On Wednesday, the district did just that, renaming Crisfield Primary School the H. DeWayne Whittington Primary School.
``It means more to the black community than anything else,'' said the 65-year-old educator, who was awarded $920,000 by a jury in his race-discrimination lawsuit. He later settled with the school board for $835,000.
Added his attorney Andrew Freeman, ``Justice has been done and righteousness prevailed.''
For many of the 350 people who crowded into the school gymnasium, it was a fitting tribute on the 68th birthday of Martin Luther King.
But to Whittington and many school officials in Somerset County, on Maryland's rural Eastern Shore, hard feelings prevailed.

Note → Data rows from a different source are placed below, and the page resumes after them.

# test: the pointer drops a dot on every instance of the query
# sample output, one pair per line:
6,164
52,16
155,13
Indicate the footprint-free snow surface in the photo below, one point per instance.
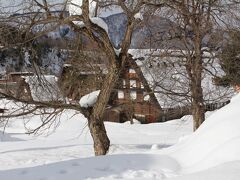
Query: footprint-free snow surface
155,151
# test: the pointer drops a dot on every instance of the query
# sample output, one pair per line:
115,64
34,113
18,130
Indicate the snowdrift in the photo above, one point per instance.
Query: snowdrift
217,141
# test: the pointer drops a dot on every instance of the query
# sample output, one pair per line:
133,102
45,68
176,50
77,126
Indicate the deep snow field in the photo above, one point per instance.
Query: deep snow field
154,151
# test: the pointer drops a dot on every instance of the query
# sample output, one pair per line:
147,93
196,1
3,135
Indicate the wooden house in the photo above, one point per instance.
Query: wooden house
131,98
14,84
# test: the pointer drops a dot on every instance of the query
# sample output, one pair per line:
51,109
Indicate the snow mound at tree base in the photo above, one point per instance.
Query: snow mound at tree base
216,142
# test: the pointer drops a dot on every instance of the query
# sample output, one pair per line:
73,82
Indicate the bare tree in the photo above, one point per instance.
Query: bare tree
195,26
86,22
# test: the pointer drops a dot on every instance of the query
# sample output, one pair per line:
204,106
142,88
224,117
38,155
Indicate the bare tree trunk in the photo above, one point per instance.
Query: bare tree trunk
195,69
197,106
99,135
95,120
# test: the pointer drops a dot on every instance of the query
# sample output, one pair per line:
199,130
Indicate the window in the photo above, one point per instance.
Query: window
120,94
133,95
133,83
146,97
124,83
132,71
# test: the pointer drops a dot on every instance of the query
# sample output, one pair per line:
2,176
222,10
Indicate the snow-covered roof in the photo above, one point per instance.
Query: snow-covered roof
168,72
44,88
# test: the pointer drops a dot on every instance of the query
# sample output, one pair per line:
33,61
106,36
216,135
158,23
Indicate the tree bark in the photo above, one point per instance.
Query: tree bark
99,135
195,69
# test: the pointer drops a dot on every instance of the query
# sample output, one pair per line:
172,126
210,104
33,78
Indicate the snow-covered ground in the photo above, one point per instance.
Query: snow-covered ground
154,151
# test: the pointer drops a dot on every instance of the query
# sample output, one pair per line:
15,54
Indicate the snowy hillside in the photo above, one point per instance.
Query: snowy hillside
137,151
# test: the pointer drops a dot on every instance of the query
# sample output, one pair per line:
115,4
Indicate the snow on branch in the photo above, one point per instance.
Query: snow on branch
90,99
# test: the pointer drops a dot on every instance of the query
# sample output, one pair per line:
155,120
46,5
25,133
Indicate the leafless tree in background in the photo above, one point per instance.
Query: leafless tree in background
97,34
196,25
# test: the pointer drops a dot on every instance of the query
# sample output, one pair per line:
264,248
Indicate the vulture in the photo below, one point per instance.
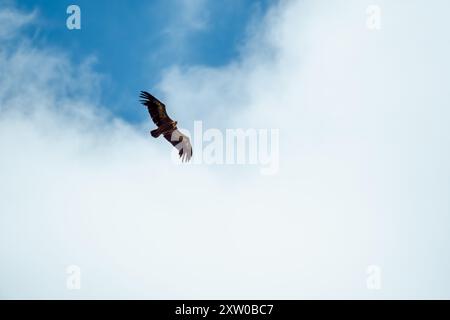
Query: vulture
166,126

No sign went up with Whittington's name. Instead, the school district flashed an overhead projector with the school's name change on a piece of stationery.

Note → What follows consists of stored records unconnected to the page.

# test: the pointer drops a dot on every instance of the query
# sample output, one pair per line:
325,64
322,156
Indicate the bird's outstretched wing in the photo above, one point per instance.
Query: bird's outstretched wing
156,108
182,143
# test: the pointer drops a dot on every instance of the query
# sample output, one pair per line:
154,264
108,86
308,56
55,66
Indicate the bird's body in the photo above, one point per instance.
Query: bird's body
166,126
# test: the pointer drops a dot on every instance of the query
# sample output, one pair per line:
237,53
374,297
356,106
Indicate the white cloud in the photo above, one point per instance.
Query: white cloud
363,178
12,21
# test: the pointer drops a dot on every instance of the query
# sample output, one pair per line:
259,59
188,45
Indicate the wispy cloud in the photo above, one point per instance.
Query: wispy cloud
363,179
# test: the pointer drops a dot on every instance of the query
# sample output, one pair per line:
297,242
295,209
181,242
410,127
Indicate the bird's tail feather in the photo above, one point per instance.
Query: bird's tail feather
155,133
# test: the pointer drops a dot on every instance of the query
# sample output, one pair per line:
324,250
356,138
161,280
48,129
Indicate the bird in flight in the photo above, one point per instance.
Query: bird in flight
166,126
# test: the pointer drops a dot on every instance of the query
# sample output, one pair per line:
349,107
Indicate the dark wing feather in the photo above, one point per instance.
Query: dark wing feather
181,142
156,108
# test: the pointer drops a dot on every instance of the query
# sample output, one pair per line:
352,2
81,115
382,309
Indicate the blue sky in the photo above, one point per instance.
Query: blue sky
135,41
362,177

``I will forgive them,'' Whittington said. `` But I don't think I will ever forget what they did to me.''
Whittington - who in four decades worked his way up from high school class valedictorian to teacher, principal and finally superintendent - was ousted in 1992 when the Somerset County Board of Education voted 3-2 to let his contract expire without explanation.

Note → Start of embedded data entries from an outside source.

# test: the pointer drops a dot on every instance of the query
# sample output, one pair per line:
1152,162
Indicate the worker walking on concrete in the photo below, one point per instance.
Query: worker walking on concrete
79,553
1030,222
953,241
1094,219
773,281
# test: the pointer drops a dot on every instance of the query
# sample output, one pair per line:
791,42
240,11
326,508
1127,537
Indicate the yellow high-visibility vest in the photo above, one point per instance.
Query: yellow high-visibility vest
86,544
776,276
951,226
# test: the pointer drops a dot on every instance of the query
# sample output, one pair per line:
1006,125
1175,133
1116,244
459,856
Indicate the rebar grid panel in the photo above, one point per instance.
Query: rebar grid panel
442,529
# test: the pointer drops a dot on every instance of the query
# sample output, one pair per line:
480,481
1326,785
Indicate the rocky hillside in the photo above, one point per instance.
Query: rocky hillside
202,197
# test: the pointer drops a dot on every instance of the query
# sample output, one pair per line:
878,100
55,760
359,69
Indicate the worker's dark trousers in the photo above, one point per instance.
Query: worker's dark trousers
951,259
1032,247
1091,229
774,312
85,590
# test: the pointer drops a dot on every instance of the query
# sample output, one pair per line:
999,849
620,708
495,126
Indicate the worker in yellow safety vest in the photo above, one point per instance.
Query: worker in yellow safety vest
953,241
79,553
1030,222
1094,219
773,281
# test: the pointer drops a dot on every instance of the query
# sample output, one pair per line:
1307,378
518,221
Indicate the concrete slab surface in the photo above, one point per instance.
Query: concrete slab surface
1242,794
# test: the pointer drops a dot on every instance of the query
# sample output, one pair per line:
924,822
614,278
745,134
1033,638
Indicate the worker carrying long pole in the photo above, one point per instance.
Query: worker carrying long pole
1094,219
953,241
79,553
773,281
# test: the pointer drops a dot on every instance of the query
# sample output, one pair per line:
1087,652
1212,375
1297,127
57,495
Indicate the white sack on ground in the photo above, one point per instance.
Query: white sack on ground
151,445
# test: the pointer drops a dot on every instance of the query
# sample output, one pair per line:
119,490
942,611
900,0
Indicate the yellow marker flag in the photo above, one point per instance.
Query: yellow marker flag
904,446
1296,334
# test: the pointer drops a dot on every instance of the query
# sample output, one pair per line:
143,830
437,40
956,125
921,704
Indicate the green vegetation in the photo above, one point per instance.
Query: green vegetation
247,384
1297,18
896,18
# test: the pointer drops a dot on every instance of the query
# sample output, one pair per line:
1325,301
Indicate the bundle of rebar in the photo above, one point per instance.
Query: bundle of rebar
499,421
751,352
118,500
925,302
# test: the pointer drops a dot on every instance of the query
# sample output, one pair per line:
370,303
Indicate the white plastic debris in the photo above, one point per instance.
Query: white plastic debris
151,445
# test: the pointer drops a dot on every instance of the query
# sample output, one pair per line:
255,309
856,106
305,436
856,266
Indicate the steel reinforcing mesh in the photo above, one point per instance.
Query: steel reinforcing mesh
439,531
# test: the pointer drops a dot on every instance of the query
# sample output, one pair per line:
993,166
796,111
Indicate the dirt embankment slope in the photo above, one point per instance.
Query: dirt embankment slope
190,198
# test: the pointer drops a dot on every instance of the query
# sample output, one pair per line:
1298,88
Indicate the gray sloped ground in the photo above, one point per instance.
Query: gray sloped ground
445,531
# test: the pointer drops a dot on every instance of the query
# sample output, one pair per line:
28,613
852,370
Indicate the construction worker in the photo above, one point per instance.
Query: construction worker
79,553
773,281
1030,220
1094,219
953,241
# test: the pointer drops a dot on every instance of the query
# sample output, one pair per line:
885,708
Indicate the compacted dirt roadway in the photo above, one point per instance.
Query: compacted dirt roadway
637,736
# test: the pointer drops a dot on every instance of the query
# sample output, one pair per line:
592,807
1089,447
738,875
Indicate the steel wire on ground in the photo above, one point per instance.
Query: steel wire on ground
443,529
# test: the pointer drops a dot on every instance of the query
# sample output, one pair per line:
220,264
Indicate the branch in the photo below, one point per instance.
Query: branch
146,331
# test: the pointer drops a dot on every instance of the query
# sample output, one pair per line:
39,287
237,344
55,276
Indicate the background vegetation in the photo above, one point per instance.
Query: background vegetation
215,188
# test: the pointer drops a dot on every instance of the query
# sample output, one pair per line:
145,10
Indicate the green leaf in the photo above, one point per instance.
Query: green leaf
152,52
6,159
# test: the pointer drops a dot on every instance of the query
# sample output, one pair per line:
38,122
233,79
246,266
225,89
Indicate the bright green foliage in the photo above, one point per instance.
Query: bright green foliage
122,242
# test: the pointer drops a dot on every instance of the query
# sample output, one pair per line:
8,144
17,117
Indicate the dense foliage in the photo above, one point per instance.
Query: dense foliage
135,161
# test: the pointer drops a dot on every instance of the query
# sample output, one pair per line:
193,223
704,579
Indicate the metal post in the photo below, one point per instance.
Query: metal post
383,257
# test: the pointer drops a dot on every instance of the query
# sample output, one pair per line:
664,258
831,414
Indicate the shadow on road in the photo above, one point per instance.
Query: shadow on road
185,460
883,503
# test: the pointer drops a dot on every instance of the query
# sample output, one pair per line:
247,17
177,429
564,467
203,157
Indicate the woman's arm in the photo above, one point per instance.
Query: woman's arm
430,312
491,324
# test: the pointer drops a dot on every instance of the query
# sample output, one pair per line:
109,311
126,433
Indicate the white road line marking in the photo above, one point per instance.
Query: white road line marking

One board member told a reporter he ``did not want a nrunning the schools,'' according to Whittington's 1992 lawsuit. He claimed another board member once asked a local artist to create a sign with KKK on it.
After losing his job, Whittington said he was so ashamed he couldn't watch a video of a dinner served in his honor. He avoided people and cried at home.
He vividly recalls a visit to a middle school in his last days as superintendent. When he tried to correct the behavior of a black sixth-grader, the child turned on Whittington.
``He said `You can't tell me what to do. You lost your job.'''
Since then, two of the board members have been replaced by the first two blacks ever to serve on the board.
There is still no love lost between Whittington and his former colleagues. He hasn't heard from them, and he doesn't want to.
His lawsuit polarized the county and Crisfield, a hamlet of 2,880 people some 20 miles from the Virginia line. The end of the lawsuit in June created, at best, an uneasy alliance.
White school administrators, who have known Whittington for nearly three decades, spoke cautiously Wednesday. They praised him as an educator.
But when asked whether they supported the jury's unprovoked recommendation to rename the school, Gilbert Beety, supervisor of food service and maintenance, said, ``That's not my call.''
``I can't respond to that,'' said Herman Riggin, director of pupil services and special education.
Howard Ward, one of Whittington's former students, said the renaming ``will help give blacks more hope. But the ones who are racist in their hearts, it's not going to change them.''
During the ceremony, the Rev. Ronald Hemphill Jr. prayed that all who attend the school have Whittington's dedication to education and refuse ``to be raped by the evils of oppression.''
Whittington himself remained pessimistic.
``I don't think race relations have improved,'' he said.